Bilateral Anterior Cervical Discectomy/Decompression

January 21, 2010

Bilateral Anterior Cervical Discectomy/Decompression


Can we bill 63075 with modifier 50 (bilateral procedure) when the surgeon documents decompression of both sides of the spine?


It would not be appropriate to append modifier 50 to CPT 63075 (Discectomy, anterior, with decompression of spinal cord and/or nerve root(s), including osteophytectomy; cervical, single interspace).  This code says decompression of the nerve “root(s)” implying that one or both nerve roots would be decompressed during the procedure; therefore, modifier 50 could not be appended to 63075.

Pelvic Ring Fractures

January 7, 2010


We submitted CPT code 27217, Open treatment of anterior pelvic bone fracture and/or dislocation for fracture patterns that disrupt the pelvic ring, unilateral, includes internal fixation, when performed (includes pubic symphysis and/or ipsilateral superior/inferior rami) to Medicare and received a denial that this CPT code is an invalid code.  Have you heard anything about this?

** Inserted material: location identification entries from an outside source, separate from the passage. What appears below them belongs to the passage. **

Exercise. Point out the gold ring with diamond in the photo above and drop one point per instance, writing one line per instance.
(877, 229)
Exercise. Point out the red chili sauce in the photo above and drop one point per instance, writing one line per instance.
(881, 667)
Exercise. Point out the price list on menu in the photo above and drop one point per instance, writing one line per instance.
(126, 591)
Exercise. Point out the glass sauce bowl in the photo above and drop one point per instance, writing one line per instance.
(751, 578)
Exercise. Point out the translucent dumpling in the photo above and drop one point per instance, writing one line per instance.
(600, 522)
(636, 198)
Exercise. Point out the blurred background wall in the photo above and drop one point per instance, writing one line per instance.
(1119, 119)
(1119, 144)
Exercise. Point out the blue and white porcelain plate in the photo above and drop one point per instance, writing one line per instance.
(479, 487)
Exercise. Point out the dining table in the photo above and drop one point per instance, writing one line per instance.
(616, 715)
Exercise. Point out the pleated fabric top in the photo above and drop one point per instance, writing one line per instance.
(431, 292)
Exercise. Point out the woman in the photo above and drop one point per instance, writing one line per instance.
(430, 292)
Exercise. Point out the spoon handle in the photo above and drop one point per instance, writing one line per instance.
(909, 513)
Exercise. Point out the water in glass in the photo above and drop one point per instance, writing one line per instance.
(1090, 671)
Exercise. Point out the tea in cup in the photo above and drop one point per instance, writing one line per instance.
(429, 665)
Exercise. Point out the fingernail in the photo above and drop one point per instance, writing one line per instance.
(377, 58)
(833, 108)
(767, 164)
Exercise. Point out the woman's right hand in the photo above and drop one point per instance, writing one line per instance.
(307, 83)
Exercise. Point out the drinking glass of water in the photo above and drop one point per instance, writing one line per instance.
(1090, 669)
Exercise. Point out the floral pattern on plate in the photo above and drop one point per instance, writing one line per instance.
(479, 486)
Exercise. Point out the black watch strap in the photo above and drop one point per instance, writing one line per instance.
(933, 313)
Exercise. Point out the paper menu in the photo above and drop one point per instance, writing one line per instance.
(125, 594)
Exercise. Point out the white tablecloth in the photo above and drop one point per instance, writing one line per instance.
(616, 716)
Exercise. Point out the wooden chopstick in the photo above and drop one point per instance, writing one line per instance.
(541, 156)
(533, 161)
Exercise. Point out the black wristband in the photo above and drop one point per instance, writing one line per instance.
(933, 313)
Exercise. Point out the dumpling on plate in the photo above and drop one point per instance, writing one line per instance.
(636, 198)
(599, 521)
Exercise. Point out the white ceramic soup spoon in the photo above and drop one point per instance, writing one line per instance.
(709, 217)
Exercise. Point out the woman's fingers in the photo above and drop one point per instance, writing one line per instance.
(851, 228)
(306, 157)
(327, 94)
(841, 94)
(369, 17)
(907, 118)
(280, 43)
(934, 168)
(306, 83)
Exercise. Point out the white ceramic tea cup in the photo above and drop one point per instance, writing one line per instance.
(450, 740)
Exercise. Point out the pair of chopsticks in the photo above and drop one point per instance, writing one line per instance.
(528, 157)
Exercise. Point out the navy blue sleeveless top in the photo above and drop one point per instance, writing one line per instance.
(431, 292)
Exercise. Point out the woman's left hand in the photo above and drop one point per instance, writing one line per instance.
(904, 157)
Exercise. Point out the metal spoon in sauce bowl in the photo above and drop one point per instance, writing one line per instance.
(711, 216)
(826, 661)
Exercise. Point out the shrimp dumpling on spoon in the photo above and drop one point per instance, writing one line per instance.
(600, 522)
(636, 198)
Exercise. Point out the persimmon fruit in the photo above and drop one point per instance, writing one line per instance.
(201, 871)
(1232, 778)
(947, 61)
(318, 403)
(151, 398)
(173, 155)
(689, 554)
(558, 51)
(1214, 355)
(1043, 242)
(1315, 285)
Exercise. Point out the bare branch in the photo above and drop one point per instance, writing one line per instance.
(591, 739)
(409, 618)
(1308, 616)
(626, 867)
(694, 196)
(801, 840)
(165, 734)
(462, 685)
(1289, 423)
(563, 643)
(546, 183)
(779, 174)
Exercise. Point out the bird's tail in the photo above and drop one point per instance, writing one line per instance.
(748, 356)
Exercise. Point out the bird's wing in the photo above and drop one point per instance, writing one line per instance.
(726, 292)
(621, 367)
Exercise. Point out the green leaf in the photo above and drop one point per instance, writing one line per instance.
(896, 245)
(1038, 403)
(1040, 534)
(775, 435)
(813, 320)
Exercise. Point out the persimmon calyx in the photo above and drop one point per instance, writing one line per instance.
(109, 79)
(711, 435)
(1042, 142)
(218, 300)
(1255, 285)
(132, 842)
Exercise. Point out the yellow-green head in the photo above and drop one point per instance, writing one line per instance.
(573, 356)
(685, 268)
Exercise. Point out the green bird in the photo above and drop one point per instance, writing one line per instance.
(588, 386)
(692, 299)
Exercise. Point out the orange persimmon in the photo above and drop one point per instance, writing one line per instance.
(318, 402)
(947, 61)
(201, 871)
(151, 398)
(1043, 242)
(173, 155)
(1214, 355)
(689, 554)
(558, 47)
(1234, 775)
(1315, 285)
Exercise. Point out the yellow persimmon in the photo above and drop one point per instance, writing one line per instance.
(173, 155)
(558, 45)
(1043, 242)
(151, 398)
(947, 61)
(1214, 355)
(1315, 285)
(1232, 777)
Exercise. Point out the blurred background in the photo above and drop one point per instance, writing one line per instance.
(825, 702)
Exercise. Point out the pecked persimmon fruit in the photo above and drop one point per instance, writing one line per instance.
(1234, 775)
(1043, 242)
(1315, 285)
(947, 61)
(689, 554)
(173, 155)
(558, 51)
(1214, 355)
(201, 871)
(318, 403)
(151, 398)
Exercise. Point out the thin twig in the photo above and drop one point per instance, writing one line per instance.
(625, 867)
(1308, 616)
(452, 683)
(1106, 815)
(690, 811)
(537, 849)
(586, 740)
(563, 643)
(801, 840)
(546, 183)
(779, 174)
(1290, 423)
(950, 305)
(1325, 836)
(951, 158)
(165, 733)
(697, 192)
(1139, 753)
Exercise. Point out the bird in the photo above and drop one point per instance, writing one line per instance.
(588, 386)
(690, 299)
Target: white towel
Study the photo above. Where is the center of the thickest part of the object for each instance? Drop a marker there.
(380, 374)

Yes, unfortunately, when CPT added the 2009 guideline instructions that this procedure code could be reported bilaterally, Medicare disagreed with this and created their own “G” codes.    For Medicare only, you would report G0414 Open treatment of anterior pelvic bone fracture and/or dislocation for fracture patterns which disrupt the pelvic ring, unilateral or bilateral, includes internal fixation when performed (includes pubic symphysis and/or superior/inferior rami).

Note in the Medicare  G code description, they added the terms “unilateral or bilateral” meaning they will not recognize this as a bilateral procedure and will pay 25.75  RVUs one time only. Remember the G code applies to Medicare only.